A tough neighbourhood inhabited by tough people quick to anger, to violence, to threats to kill. Local businesspeople who move back and forth across the grey area between legitimate business and crime. Adultery. Revenge. A lot of shouting. A story that goes on and on… It sounds a bit like East Enders, but is actually the celebrated four-novel sequence by Elena Ferrante, set largely in post-war Naples, and which, unlike East Enders, includes characters, including the main protagonist Elena Greco, who leave the community in which they grew up. I listened to the novels back to back as audiobooks, which is something like 60 hours of listening, so they certainly engaged me, and yet I didn’t love them.

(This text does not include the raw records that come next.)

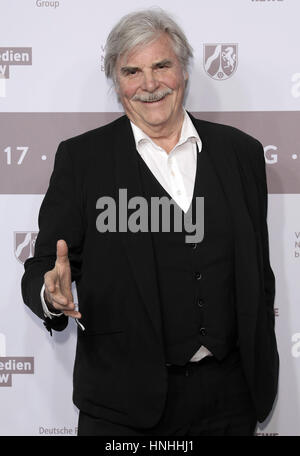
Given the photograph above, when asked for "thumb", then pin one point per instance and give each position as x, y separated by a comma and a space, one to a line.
62, 252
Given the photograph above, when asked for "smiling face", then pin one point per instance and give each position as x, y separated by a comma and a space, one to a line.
151, 84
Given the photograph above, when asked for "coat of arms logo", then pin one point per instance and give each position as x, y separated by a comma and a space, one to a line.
220, 60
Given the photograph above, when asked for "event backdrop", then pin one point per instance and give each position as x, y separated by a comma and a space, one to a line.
246, 73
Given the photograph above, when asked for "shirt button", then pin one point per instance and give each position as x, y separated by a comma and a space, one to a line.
200, 302
202, 331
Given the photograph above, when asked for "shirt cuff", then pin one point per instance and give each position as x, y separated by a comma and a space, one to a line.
47, 312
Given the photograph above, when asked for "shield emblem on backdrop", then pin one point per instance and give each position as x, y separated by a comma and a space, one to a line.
24, 244
220, 60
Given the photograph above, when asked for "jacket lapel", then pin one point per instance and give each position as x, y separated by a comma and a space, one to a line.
138, 246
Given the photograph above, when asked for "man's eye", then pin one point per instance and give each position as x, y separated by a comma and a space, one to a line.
131, 72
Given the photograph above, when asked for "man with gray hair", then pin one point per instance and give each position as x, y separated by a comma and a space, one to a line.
174, 338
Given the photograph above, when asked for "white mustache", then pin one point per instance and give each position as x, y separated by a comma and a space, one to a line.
152, 96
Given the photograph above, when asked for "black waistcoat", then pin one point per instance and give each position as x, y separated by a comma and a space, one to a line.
196, 280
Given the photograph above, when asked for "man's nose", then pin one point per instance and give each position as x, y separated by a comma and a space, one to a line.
149, 83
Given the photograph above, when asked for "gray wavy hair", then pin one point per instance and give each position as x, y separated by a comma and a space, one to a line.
140, 28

I’m wondering why I didn’t love them? Maybe part of it was seeing relationships between men and women depicted, from a woman’s perspective, as so disappointing, so ultimately unrewarding. Hard for a man to hear, I guess. And yet all the relationships in these books, including the friendship between two woman which form the spine of the whole quartet (Elena, who leaves the neighbourhood to become a celebrated writer, and Lila, who remains), feel cold. Ferrante is admirably honest in depicting the negative feelings that always exist to some degree in any long-term friendship, but not so good on the positive ones that make us persist with friendships anyway. And it’s hard to see what really drives Elena Greco. She certainly does a lot of stuff, she leaves her working class neighbourhood to go to university, she marries the son of a prominent and wealthy left-wing intellectual, she writes a best selling book, she leaves her husband to have a relationship with another married man etc, but I was left with an odd feeling that she was sleepwalking through all this. Even the books she describes writing seem like they emerge from her almost by accident.

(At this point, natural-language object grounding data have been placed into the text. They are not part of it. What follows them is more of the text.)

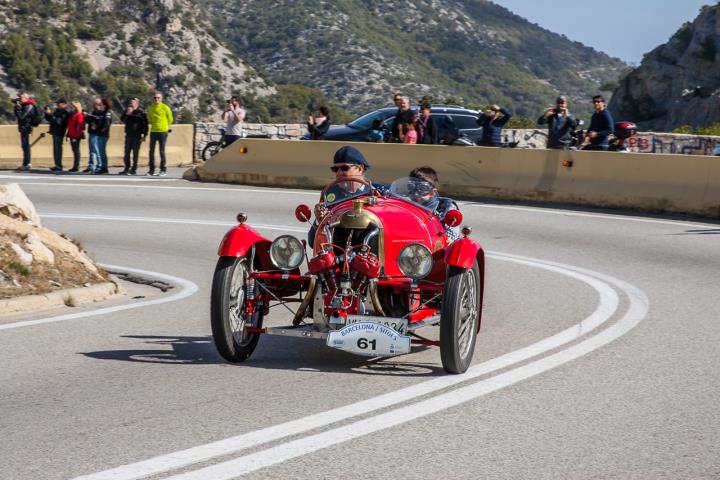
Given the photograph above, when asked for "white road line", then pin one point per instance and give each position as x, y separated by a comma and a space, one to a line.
180, 221
602, 216
281, 453
314, 193
187, 288
607, 305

Elena Greco is someone who moves from a poor working class neighbourhood to become part of the middle-class left-wing intelligentsia. I know from friends who have made this same transition that this is a bewildering experience, you never quite feel part of the new milieu which you have joined, and you look back on where you came from with a confused mixture of loyalty, affection and contempt. And maybe the impression I got of sleepwalking is partly the author’s way of depicting this kind of bewilderment, this double estrangement.
Towards the end, Lila experiences a terrible calamity, one of the very worst things that can happen to anyone. Since Elena Greco has already written books based on real people in the old neighbourhood, Lila makes her promise not to write a book based on this calamity. But then Elena does so anyway, winning herself acclaim at a time when her literary reputation has been fading, and ending her friendship with Lila. Of course, it’s a problem for any writer that the things that are most vivid and meaningful to us are often things we can’t write about without hurting people we care about. Some might argue that a true artist must be willing to sacrifice everything and anyone for her art. I’m not so sure. I think having to find ways of recasting raw experience in a completely new form is one of many disciplines which seem restricting but are actually liberating.

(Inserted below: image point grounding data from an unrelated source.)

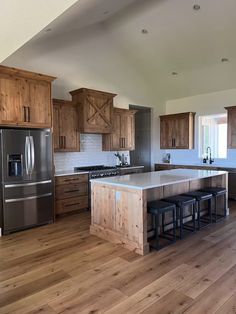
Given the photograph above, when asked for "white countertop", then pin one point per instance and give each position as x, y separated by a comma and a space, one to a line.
148, 180
72, 172
69, 173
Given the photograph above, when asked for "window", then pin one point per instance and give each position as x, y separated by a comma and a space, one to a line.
213, 133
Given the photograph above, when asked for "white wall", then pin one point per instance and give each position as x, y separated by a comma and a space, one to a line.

One thing about audio-books, incidentally, is that one’s sense of the book itself is mediated by a third person (or actually by a fourth person in a case such as this, since the quartet also been translated from another language). Hillary Huber, who recorded these books, did an admirable job of developing a different voice for each character, but I imagine the book might have had a different feel if I had read it myself in my own internal voice.